Should violent video games be blamed for violence such as the shootings at Newtown, Connecticut last week? Some lawmakers are asking that same question while some psychologists and most in the gaming community say no.
Bradley Metrock who owns The Score in Cool Springs, easily one of the largest video game stores in all of Middle Tennessee.
He told Nashville's News 2, "Its time for the discussion of video games and how they intersect with mental health, to really come to the forefront."
Metrock says first-person shooter games are the clearly the most popular type of game among video game customers. They have also been linked to gunmen in many of the shooting attacks in recent year.
"Some kids have no business playing Call of Duty and its time for us to reach that new level of understanding," he said.
Metrock's book, "Video Games and the Family", was written to educate parents, educators and counselors of what young people are experiencing in video games, and to help determine if they are mature enough to play.

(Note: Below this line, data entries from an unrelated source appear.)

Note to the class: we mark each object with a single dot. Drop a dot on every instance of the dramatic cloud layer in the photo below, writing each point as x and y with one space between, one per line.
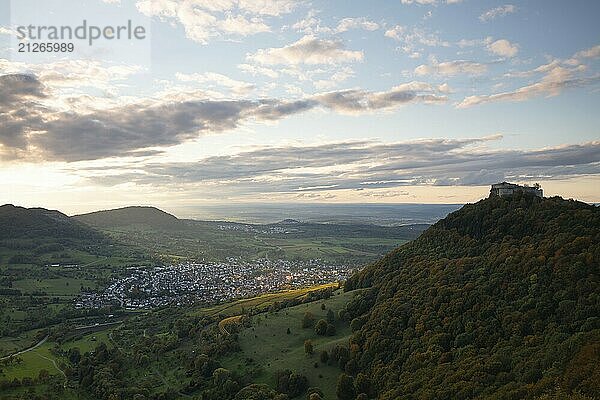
203 20
497 12
370 165
151 124
307 50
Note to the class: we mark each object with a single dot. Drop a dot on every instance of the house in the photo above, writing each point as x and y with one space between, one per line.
507 189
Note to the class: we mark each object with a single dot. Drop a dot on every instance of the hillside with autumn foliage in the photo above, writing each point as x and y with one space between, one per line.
500 300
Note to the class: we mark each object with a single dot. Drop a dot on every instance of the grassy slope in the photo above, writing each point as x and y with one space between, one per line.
270 347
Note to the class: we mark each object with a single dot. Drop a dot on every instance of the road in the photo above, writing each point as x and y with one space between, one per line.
38 344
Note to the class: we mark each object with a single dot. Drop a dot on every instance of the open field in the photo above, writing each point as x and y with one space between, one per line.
261 302
271 349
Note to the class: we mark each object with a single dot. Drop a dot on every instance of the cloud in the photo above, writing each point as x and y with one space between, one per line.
592 52
395 32
367 165
255 70
497 12
503 48
451 68
356 23
150 124
203 20
18 96
307 50
412 41
354 101
120 131
556 79
421 2
236 87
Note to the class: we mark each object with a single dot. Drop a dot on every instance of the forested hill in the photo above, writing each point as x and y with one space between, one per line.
30 223
132 216
500 299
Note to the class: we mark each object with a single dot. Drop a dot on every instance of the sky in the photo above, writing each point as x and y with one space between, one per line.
250 101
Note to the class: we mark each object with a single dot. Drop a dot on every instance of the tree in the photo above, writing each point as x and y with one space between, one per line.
321 327
308 347
324 356
308 320
331 331
330 316
345 388
314 393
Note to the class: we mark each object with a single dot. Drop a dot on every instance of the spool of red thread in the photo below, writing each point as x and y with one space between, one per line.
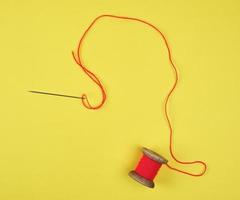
148 167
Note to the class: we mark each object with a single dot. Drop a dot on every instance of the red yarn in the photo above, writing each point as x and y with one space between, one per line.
147 167
94 78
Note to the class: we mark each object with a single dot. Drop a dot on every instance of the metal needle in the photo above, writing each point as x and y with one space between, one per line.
53 94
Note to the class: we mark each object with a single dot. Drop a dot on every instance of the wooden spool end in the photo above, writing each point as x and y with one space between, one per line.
154 156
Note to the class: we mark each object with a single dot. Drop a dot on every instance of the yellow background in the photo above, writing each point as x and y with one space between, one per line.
52 148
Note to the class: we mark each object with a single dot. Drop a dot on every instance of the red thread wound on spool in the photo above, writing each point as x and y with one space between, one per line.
95 79
147 167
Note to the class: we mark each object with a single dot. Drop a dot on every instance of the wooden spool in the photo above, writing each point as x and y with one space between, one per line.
154 156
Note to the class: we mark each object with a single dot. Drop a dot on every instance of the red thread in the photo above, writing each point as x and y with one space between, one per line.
147 167
94 78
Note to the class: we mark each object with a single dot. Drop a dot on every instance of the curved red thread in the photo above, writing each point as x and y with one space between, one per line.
94 78
147 167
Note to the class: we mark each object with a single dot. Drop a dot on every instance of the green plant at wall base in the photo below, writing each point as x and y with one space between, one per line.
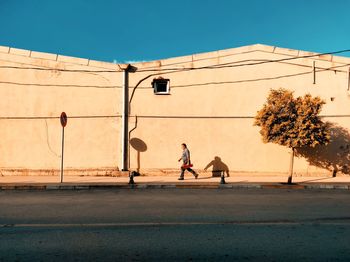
292 122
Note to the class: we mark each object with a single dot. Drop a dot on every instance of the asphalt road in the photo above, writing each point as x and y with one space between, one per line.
175 225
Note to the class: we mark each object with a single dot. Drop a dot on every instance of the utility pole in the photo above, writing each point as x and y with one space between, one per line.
125 117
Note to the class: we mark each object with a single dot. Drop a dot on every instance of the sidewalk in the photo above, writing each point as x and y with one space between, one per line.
245 180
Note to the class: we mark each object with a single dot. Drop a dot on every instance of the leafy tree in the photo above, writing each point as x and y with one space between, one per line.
292 122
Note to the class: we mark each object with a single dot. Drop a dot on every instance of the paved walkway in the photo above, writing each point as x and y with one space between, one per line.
244 180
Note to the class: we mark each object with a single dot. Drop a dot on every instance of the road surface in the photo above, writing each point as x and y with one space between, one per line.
175 225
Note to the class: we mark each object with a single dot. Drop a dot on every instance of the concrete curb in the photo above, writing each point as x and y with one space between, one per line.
38 187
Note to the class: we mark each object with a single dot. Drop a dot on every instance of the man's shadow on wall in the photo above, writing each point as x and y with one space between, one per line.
335 156
219 167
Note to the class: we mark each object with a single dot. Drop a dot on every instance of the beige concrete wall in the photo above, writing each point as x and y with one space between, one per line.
211 110
234 139
32 143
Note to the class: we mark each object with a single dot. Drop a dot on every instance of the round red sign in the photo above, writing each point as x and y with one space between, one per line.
63 119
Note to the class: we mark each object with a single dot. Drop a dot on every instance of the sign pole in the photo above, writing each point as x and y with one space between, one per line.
63 119
62 154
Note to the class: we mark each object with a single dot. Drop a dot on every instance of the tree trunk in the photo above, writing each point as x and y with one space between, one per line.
291 163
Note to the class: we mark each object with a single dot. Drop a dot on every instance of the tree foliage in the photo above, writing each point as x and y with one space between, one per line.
292 122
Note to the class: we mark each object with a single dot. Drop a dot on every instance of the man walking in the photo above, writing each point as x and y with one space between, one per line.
185 157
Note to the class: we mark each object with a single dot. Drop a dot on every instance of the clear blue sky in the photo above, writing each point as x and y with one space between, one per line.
152 29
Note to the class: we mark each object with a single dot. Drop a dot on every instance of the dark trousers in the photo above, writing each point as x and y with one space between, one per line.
188 169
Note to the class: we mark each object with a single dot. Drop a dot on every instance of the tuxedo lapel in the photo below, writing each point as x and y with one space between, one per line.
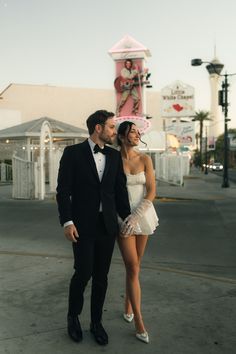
90 159
108 163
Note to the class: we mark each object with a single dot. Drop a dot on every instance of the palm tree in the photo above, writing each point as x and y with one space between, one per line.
201 116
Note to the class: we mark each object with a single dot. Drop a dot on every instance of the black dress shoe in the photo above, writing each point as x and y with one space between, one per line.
74 328
99 333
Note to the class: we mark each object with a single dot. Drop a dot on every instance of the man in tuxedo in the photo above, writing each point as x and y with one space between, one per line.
91 192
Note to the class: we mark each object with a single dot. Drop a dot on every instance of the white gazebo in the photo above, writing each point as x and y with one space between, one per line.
35 149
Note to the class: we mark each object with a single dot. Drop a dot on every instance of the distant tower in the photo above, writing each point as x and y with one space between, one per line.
216 125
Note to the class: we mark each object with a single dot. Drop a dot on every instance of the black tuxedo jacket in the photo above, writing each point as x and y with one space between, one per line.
79 190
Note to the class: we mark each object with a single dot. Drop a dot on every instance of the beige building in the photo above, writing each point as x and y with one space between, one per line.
21 103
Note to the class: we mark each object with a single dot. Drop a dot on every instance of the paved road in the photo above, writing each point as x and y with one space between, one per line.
188 277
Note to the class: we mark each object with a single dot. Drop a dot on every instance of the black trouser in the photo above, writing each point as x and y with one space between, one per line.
92 256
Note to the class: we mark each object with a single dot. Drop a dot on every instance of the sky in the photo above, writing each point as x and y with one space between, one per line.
66 42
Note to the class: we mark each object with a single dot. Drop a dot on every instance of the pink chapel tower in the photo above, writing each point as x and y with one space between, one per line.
131 80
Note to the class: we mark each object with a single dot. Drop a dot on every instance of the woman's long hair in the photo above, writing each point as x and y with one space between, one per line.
124 129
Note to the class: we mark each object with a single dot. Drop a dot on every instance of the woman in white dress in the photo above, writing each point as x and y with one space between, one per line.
142 191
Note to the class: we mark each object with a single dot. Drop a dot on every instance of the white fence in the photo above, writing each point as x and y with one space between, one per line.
5 172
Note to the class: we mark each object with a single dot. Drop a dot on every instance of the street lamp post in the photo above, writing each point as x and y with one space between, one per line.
206 160
223 101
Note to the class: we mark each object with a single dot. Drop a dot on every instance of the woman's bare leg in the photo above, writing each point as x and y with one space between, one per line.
132 249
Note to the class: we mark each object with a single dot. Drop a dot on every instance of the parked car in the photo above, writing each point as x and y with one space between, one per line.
216 166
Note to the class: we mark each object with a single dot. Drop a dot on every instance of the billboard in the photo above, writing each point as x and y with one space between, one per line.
177 100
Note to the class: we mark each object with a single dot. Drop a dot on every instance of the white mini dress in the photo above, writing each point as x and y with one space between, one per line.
136 186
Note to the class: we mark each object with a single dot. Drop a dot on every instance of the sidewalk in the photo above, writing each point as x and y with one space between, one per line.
188 308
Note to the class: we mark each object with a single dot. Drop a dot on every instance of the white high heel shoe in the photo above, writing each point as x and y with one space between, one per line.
128 317
143 337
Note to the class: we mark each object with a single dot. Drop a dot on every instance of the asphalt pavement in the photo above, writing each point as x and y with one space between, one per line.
188 276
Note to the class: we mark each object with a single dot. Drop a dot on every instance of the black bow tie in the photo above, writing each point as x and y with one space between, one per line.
98 149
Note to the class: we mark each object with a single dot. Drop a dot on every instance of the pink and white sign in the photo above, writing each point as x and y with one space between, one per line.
177 100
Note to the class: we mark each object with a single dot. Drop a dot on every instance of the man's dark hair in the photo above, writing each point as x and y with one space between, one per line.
98 117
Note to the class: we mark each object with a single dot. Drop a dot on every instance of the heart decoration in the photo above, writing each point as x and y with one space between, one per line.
177 107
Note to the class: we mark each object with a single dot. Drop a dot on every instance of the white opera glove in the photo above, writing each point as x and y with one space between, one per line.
130 223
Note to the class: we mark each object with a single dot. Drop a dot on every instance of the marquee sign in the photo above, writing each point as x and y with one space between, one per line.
177 100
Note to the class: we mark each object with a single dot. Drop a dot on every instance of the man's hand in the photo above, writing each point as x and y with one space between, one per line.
71 233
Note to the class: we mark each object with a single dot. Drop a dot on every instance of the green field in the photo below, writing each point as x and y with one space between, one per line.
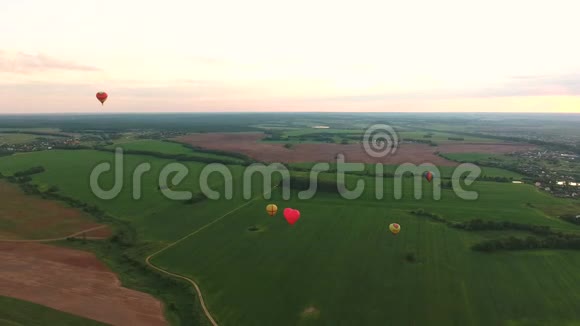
339 265
446 171
441 137
478 157
22 313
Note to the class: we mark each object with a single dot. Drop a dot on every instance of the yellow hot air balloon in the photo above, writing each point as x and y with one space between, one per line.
272 209
395 228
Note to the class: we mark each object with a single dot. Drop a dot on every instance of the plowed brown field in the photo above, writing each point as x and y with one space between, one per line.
75 282
30 217
250 145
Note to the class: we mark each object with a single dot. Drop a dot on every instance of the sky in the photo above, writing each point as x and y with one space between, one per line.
300 55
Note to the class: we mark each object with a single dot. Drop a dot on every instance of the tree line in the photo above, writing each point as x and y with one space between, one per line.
543 236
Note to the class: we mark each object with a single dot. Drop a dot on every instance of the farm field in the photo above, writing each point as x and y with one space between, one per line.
443 137
340 253
477 157
75 282
26 217
17 138
445 171
157 146
31 314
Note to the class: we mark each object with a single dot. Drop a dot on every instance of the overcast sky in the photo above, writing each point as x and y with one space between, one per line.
311 55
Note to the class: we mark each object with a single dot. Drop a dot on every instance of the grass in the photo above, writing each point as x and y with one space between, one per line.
166 148
22 313
17 138
478 157
446 171
441 137
338 264
340 254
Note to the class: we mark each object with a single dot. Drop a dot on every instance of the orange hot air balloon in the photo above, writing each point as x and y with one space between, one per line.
102 97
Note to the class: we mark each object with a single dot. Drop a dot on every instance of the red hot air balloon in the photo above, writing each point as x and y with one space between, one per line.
102 97
291 215
428 176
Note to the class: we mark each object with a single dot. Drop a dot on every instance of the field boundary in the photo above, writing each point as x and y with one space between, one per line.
61 238
197 289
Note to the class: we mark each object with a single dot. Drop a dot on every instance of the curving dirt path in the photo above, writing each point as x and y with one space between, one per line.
197 289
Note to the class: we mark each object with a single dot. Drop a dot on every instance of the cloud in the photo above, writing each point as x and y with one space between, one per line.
554 85
24 63
515 86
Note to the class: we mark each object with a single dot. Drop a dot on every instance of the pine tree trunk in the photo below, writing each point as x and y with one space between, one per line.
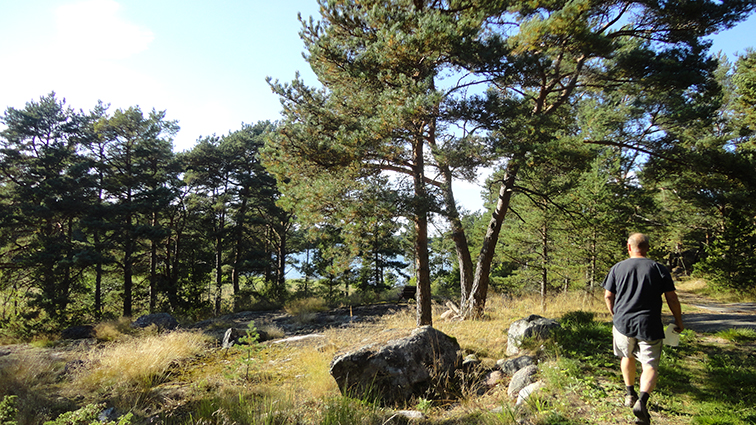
476 301
422 260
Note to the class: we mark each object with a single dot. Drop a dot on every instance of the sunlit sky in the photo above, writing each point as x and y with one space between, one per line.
204 62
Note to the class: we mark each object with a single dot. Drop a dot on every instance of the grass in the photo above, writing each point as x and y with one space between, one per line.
183 378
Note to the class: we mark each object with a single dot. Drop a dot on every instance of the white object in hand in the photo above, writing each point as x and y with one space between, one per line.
671 337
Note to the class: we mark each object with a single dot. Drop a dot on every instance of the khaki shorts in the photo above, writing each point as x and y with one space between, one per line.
647 352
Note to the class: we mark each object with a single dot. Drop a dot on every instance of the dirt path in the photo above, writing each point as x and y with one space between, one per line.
710 316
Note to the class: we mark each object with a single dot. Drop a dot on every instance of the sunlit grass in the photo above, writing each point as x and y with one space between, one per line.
184 378
137 362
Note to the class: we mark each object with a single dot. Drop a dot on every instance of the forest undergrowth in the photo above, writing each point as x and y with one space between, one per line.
186 378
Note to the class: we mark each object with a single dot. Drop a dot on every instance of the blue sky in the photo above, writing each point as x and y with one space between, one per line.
204 62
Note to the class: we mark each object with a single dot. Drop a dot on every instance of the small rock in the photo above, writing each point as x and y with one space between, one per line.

"I think its time for parents, educators mental health professionals, counselors, to raise their level of understanding of video games, what's in them," Metrock continued. "So we can best match the right kids and adults to the right games rather than the wrong ones."
After the Connecticut shooting people are asking the question "are violent video games to blame?"
"I think video games are a big piece of the puzzle for people who commit violent crimes", but, Metrock adds, "Its not just the games themselves, it's the games falling into the wrong situations and people not being mentally mature in order to handle those games."